BPS has developed an effective, developmentally-appropriate prekindergarten curriculum. The district has also developed the internal capacity—a coaching staff—that supports well-compensated, educated teachers in implementing this curriculum. Boston K1DS is a pilot to determine if the model, in conjunction with a compensation boost, can be implemented in community-based classrooms with similar results. Future posts will explore the implementation of the K1 curriculum, the perspectives of participating teachers and directors, coaching practices, and other aspects of the K1DS project.


[1] All the adults at Paige Academy are referred to as Sister and Brother and their first name.

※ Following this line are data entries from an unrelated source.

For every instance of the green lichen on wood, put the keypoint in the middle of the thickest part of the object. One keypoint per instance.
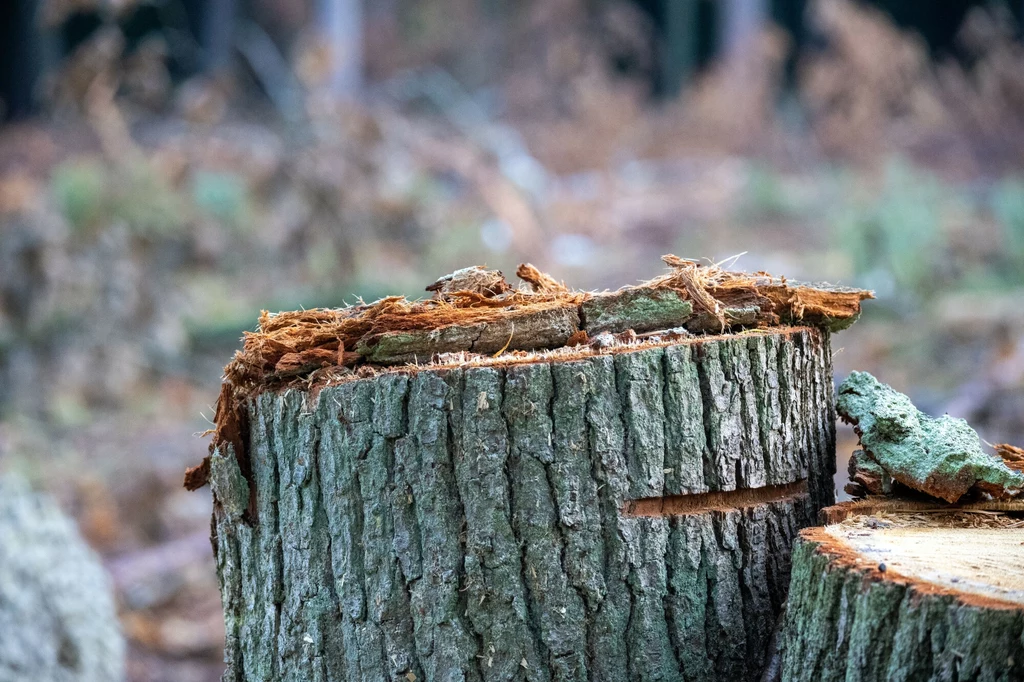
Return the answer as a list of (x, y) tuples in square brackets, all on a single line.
[(939, 456), (641, 309), (844, 626), (518, 330), (467, 523)]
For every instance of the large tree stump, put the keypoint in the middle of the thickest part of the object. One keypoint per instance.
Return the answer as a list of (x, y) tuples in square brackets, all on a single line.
[(901, 590), (624, 513)]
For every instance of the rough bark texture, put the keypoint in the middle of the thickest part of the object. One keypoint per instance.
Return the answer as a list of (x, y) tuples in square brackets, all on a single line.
[(472, 523), (57, 620), (848, 622)]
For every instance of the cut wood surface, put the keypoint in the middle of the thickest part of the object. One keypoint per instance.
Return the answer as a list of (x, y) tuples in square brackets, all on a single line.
[(475, 310), (891, 594), (478, 520)]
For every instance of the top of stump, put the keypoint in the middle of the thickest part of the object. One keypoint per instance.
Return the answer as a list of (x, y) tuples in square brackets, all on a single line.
[(476, 314), (475, 317), (973, 556)]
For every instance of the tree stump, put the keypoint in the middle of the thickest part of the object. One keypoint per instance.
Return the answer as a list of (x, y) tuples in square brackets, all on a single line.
[(621, 513), (904, 590), (58, 622)]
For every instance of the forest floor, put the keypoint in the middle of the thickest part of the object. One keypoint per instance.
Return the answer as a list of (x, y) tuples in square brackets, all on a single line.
[(134, 250)]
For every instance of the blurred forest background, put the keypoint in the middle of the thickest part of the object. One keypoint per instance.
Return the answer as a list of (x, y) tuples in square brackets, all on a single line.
[(170, 167)]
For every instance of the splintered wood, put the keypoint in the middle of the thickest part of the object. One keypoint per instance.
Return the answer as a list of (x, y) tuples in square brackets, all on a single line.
[(474, 310)]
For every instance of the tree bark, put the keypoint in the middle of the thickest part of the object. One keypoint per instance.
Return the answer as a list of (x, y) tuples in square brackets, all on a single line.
[(899, 596), (481, 522)]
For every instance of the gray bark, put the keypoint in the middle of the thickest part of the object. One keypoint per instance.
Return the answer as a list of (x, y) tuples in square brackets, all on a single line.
[(469, 523), (844, 624), (57, 620)]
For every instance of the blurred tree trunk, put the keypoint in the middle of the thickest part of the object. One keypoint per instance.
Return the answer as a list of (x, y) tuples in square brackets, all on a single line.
[(679, 57), (217, 35), (740, 22), (341, 23), (20, 57)]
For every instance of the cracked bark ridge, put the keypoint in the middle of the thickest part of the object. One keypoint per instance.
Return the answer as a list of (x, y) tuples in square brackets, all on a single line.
[(873, 600), (470, 523)]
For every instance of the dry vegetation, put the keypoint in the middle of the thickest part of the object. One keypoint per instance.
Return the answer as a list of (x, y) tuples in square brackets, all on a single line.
[(135, 247)]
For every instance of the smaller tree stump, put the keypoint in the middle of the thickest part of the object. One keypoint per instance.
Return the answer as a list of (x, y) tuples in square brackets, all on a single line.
[(57, 617), (905, 591)]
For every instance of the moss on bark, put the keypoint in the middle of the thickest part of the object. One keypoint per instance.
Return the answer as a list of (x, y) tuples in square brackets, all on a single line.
[(469, 523)]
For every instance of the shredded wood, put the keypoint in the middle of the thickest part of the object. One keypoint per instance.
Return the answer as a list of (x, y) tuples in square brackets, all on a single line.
[(475, 315), (290, 345)]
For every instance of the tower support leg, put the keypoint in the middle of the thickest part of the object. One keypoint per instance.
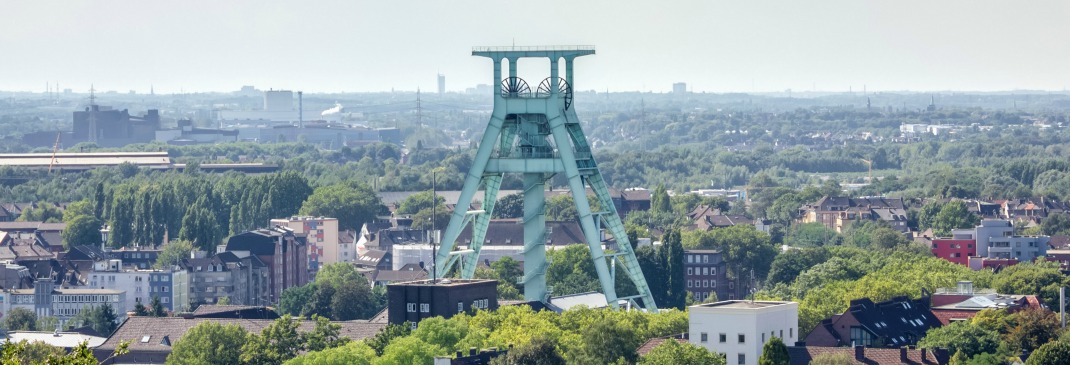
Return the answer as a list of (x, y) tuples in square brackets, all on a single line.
[(535, 263)]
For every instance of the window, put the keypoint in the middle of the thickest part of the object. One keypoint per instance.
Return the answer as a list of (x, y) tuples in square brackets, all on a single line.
[(859, 336)]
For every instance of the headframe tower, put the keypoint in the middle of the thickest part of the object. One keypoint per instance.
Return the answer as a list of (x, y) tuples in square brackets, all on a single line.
[(537, 134)]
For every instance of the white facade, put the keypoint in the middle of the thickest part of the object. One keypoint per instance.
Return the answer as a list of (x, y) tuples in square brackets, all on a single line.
[(63, 303), (738, 329)]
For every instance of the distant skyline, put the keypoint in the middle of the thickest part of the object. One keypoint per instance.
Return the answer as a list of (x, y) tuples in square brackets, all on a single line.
[(365, 46)]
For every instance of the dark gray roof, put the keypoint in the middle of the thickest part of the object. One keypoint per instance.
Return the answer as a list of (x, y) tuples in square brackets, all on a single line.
[(147, 334)]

This post was completed as part of a contract between the MA Department of Early Education and Care and Cambridge Education (where David Jacobson worked at the time). Contract # CT EEC 0900 FY13SRF130109CAMBRID. 

5 thoughts on “The Boston K1DS Project: Implementing a New Curriculum in Community-based Preschools”

  1. I’m appalled after reading the first two paragraphs that this is now what gets celebrated as quality early childhood education. Are there no materials and meaningful reasons to count in our classrooms that we have to use glorified flash cards (dots on plates) and rote drilling, all in the service of the narrowest definition of math skills? Is this what the BPS is doing to unique programs like the Paige Academy that used to have an independent vision and soul? Am I supposed to be happy that we’re now teaching to the test in our four year old programs? What happened to engaging children’s minds in meaningful projects and activities where counting is merely one tool for children to use as they explore and make sense of their world? What happened to play?

    When will Harvard stop being a party to this and remember what pioneers like Eleanor Duckworth taught us?

    There is much to be said for the approach Boston is taking on bringing income equity and professional development to community-based programs. But can’t we be more careful about what we hold up as great experiences for young children. Shame on us all, if we’ve drunk the Kool-aid.